In the early morning haze of Accra, 65-year-old Naa Ajele steps out of her home in Glefe, a coastal community near the Densu Delta. She walks cautiously along what was once a natural drainage path—now buried under concrete.
Not long ago, mangroves thrived here, home to herons, fish, and the occasional crocodile. Today, her feet sink into black, stagnant water that floods her compound every rainy season.
“Ten years ago, the birds sang louder than the cars,” she says, staring at rows of freshly built houses sprouting like mushrooms in the swamp.
Across Accra, wetlands and watersheds—once vital ecosystems—are vanishing under the bulldozers of unregulated development. The wetlands of Sakumono, Ramsar-protected but poorly enforced, have become an open target for private estate developers and unscrupulous investors.
What was meant to be preserved as a buffer against flooding and pollution is now a grid of luxury homes, shopping complexes, and concrete driveways.
The Densu Delta, which feeds Accra’s vital Weija Dam and supports hundreds of fisherfolk, is shrinking fast.
Developers have moved in with impunity, emboldened by weak zoning laws and complicit silence from authorities. Drainage routes have been blocked, wetlands sand-filled, and trees felled without permits. Bulldozers roar where frogs once croaked.
The effects are devastating.
Flash floods, once rare, have become routine. In June 2023, a two-hour downpour left parts of Kaneshie, Labadi, and Dansoman submerged.
Homes were destroyed. Families displaced. The city’s drainage system—already strained—was overwhelmed by stormwater that the natural wetlands would have absorbed.
“I warned them,” says Kofi Boateng, a retired hydrologist. “If you block a river’s path, it will find a new one—usually through your living room.”
Environmental groups have raised alarms, but their voices often drown in the noise of profit.
Developers point to housing shortages and job creation. But residents wonder—at what cost?

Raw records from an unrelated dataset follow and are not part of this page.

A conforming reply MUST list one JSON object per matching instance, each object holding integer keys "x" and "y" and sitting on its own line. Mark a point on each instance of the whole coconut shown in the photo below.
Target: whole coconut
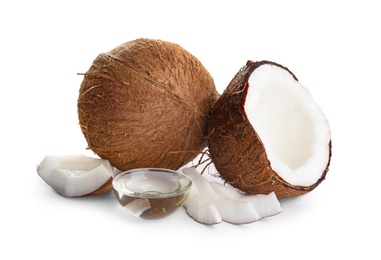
{"x": 146, "y": 104}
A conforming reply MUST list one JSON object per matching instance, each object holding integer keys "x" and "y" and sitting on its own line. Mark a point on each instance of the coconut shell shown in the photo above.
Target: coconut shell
{"x": 146, "y": 104}
{"x": 236, "y": 149}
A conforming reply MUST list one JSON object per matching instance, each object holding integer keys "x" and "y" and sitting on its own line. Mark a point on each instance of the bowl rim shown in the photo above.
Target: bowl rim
{"x": 184, "y": 189}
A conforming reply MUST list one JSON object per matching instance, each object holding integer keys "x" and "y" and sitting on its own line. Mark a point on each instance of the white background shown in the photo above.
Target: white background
{"x": 333, "y": 47}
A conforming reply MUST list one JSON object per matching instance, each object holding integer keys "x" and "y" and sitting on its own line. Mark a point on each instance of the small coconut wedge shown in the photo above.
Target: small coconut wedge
{"x": 76, "y": 175}
{"x": 200, "y": 209}
{"x": 231, "y": 210}
{"x": 266, "y": 205}
{"x": 267, "y": 134}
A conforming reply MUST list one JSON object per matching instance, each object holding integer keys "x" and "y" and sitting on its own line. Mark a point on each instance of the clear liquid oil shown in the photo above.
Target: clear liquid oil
{"x": 151, "y": 195}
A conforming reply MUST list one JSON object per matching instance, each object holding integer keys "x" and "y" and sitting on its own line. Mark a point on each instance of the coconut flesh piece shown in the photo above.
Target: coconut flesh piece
{"x": 266, "y": 205}
{"x": 267, "y": 134}
{"x": 292, "y": 127}
{"x": 204, "y": 199}
{"x": 76, "y": 175}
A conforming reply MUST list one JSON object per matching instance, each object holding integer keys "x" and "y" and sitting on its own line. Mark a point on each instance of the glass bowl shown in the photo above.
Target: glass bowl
{"x": 151, "y": 193}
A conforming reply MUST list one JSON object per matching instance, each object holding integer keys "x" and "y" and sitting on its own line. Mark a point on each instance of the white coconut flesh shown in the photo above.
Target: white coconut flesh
{"x": 74, "y": 175}
{"x": 210, "y": 203}
{"x": 291, "y": 126}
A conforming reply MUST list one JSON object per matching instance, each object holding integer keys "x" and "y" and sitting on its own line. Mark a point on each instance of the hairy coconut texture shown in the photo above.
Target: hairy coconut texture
{"x": 267, "y": 134}
{"x": 146, "y": 104}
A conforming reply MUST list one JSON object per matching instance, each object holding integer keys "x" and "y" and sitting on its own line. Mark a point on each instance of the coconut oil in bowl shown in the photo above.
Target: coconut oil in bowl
{"x": 151, "y": 193}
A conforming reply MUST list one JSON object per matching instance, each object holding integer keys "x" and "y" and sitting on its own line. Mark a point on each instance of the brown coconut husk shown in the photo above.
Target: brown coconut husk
{"x": 146, "y": 104}
{"x": 236, "y": 149}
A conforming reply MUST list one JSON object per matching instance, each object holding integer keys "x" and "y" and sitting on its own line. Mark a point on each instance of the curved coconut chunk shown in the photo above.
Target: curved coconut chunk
{"x": 231, "y": 210}
{"x": 74, "y": 175}
{"x": 292, "y": 127}
{"x": 202, "y": 211}
{"x": 266, "y": 205}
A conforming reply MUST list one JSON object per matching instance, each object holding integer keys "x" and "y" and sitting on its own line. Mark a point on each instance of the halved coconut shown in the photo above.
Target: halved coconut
{"x": 267, "y": 133}
{"x": 76, "y": 175}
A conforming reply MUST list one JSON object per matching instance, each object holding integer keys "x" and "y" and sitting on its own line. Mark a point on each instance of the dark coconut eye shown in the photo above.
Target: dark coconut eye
{"x": 268, "y": 134}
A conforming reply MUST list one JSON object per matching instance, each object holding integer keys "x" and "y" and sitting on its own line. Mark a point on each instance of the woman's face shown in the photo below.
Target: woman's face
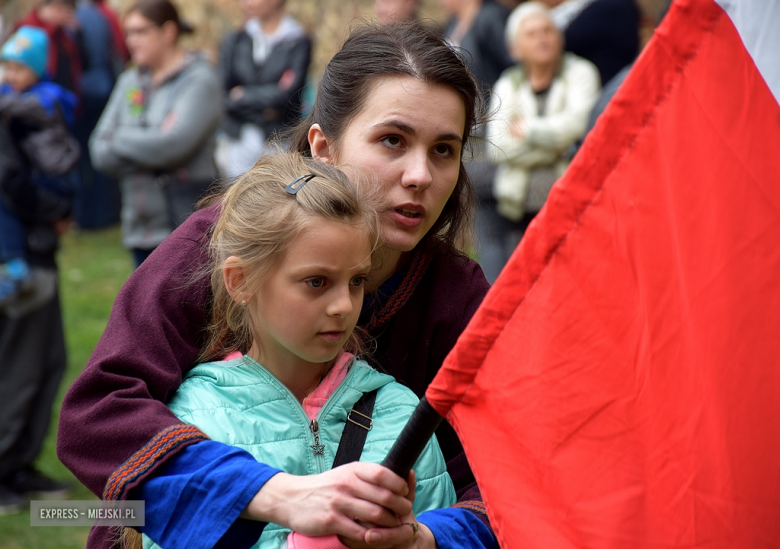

A recent study by the University of Ghana revealed that Accra has lost over 60% of its wetlands in the last 20 years.
Pollution of watersheds has led to lower fish stocks and unsafe drinking water in several communities.
The city’s resilience against climate change is eroding with every bag of sand dumped into a marsh.
On the 18th of May 2025, which was a Sunday, hours of rain came, and many houses submerged again, and the lamentations were the same on the virtual space, Radio and TV.
Naa Ajele looks at the horizon, now filled with cranes and scaffolding. “They promised us development. All I see is destruction.”
Until Ghana prioritizes sustainable planning over short-term profits, Accra’s wetlands may soon be nothing more than a memory—and its floods a permanent fixture of life.